The concert was also a homecoming of sorts, as Despot, Mr. Muthafuckin' eXquire and El-P all hail from the boroughs of New York, and it made for an electrifying energy from the capacity crowd for the duration of the show. Despot and eXquire both had family members in the building, and their presence seemed to fuel each artist's performance as they both pranced around the stage and egged the audience on, working them into a frenzy. eXquire, dressed in a winter hat, matching blue short sleeve button down and shorts, large glasses and about a dozen necklaces hanging over his chest, was especially active, swagging all over the stage every chance he got, his legs slicing through the air as if there was something unseen on the stage he was trying to kick.
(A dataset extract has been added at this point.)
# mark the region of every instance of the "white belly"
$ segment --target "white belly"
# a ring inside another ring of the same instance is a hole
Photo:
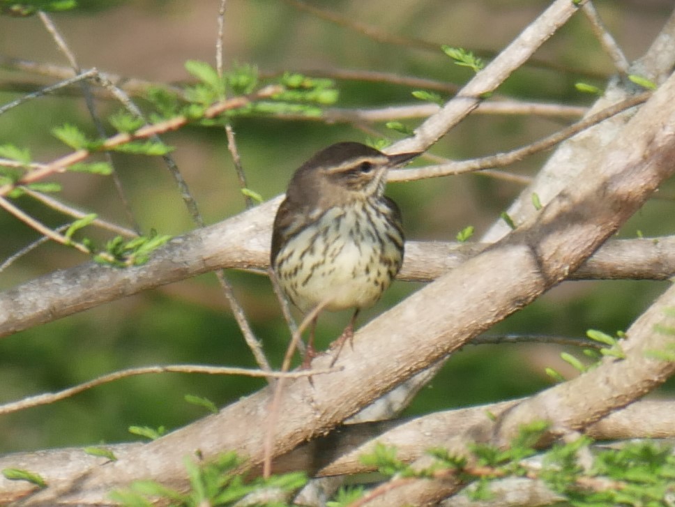
[[[370,220],[357,223],[351,213],[337,208],[319,225],[298,234],[278,256],[280,282],[291,300],[305,312],[324,302],[330,310],[374,304],[400,267],[398,250],[379,241]],[[395,227],[388,228],[400,237]],[[347,241],[331,241],[338,234]],[[310,244],[304,249],[296,246]],[[294,273],[301,264],[302,268]]]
But Friday was about the big guns, and Killer Mike was up first. A sense of nervousness fell over the crowd when Killer Mike stepped on stage and opened with “Untitled” off of R.A.P. Music. The Atlanta MC appeared motionless, barely moving a muscle in his body, perhaps beaten down by the grind of the tour that would end its run in the coming days. But when the beat for “Big Beast” dropped, any misunderstandings about the quality of Mike's set were squashed by his giant foot, as the massive rapper bounded around stage and the crowd rocked in place right along with him. Mike went through much of R.A.P. Music, bringing out El-P for their collaboration on “Butane (Champions Anthem),” and letting special guest Immortal Technique spit a venomous a capella after the recitation of “Reagan.” But all hell broke loose when DJ Trackstar dropped Bone Crusher's “Never Scared,” a song that, judging by the eager yelps of the crowd, hadn't been heard by the audience in years, and some semblance of a mosh pit formed toward the front of the stage as Killer Mike got into his verse from the tune.
The night belonged to El-P however, the son of Brooklyn. With his Yankees fitted tilted to the side, El Producto went full throttle throughout his entire set, briefly turning Irving Plaza into one pulsating rave. Backed by a live band and a tall trombonist, whose bellowing blasts cut perfectly through the heavy synths that have become a staple of an El-P song, the New York native ran through Cancer 4 Cure, bringing out eXquire for “Oh Hail No,” Heems from Das Racist for “True Story” and Killer Mike and Despot for their collaboration on “Tougher Colder Killer.” By the time the show was over and the clock closed in on 1:30 a.m., it felt as if your head had exploded, but in the best way possible.
It was a colossal show, one made infinitely better by the genuine love each artist has for another, Killer Mike and El-P taking Despot and eXquire under their well established wings. And when El-P breathlessly announced that he was having the best time of his life on this tour, there wasn't a person who stumbled out of Irving Plaza that didn't believe him.